Tujuan pokok Adler ini diorientasikan untuk masa depan sedangkan Freud mengusulkan bahwa sikap manusia ditentukan oleh masa lalu (dalam hal ini melalui insting dan pengalaman masa kecil kita). Adler melihat dorongan manusia dalam hal meraih masa depan. Dia menyatakan bahwa kita tidak dapat memohon pada naluri atau dorongan hati sebagai prinsip-prinsip penjelasan tersebut. Hanya tujuan pokok dan superiority atau perfection yang dapat menjelaskan kepribadian dan tingkah laku.
Adler menerapkan istilah finalism yang berarti bahwa kita mempunyai sebuah tujuan pokok, tujuan akhir, dan sebuah kebutuhan untuk bergerak maju. Tujuan yang kita perjuangkan bagaimanapun adalah merupakan potensial dan bukan aktualitas.
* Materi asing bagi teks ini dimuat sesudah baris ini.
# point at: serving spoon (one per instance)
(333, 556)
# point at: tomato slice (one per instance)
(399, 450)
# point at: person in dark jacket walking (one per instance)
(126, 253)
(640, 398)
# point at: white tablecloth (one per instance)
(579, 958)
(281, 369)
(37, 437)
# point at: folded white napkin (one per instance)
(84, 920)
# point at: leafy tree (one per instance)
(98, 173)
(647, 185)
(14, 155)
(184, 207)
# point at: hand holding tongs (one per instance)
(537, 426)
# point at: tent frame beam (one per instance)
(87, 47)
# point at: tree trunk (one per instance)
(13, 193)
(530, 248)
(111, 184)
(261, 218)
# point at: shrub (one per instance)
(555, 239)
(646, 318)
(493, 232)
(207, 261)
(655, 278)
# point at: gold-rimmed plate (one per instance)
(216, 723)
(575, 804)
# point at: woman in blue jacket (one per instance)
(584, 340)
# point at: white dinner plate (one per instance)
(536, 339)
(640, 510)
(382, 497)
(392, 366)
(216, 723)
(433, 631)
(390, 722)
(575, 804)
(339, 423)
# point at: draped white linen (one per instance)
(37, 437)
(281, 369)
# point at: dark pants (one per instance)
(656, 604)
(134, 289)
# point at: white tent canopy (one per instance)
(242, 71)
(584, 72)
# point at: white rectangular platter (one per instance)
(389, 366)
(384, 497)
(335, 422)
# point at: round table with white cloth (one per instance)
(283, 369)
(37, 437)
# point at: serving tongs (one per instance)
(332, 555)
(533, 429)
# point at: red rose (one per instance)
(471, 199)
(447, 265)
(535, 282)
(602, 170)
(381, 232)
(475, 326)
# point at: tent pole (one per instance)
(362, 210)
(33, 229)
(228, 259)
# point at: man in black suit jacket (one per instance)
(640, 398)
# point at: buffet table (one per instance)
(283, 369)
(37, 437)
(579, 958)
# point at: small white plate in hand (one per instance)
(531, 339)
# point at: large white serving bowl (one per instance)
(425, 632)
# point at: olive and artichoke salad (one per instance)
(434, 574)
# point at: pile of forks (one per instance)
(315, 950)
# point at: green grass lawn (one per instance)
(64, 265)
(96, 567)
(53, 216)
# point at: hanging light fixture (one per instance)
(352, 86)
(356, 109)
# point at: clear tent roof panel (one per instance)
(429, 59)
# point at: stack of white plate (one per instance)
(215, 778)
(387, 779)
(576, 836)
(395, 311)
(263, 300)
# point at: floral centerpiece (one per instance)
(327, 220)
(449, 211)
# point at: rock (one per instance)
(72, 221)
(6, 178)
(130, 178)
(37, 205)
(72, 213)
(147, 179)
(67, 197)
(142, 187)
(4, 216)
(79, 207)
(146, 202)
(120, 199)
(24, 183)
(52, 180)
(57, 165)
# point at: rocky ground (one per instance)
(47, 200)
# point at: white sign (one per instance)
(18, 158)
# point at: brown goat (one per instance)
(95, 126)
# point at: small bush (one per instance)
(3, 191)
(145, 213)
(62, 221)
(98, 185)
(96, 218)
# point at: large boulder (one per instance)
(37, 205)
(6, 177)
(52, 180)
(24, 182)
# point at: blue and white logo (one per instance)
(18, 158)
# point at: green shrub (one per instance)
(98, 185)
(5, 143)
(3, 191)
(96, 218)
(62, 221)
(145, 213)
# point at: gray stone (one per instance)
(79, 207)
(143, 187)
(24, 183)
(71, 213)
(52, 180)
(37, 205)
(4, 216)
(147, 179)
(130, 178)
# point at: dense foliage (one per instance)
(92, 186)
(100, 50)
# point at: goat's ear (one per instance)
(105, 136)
Dengan kata lain, kita berjuang untuk tujuan yang ada dalam diri kita secara subjektif. Adler percaya bahwa tujuan kita bersifat fiksi atau tidak nyata yang tidak dapat dikaitkan dengan realita. Kita menjalankan kehidupan ini dengan kepercayaan yang sama seperti orang lain yang berdasarkan kebaikan. Kepercayaan ini mempengaruhi cara kita merasa dan berinteraksi dengan orang lain. Contohnya, jika kita percaya bahwa kebiasaan kita sebuah cara tertentu akan diberikan di surga, kita akan mencoba untuk berperilaku sesuai dengan kepercayaan tersebut. Kepercayaan diri dalam eksistensi surga tidak didasarkan pada kenyataan akan tetapi hal itu dihubungkan pada orang yang memegang pandangan tersebut.
Adler merumuskan konsep ini sebagai fictional finalism, gagasan/ide fiksional tersebut menuntun tingkah laku kita seperti halnya kita berjuang meraih sebuah kesempurnaan. Kita menunjukkan jalan hidup kita melalui banyak fiksi tetapi pemikiran yang paling imajinatif adalah tujuan dari perfection. Dia menegaskan bahwa formulasi yang baik dan tujuan ini dikembangkan oleh manusia yang didapatkan dari Tuhan.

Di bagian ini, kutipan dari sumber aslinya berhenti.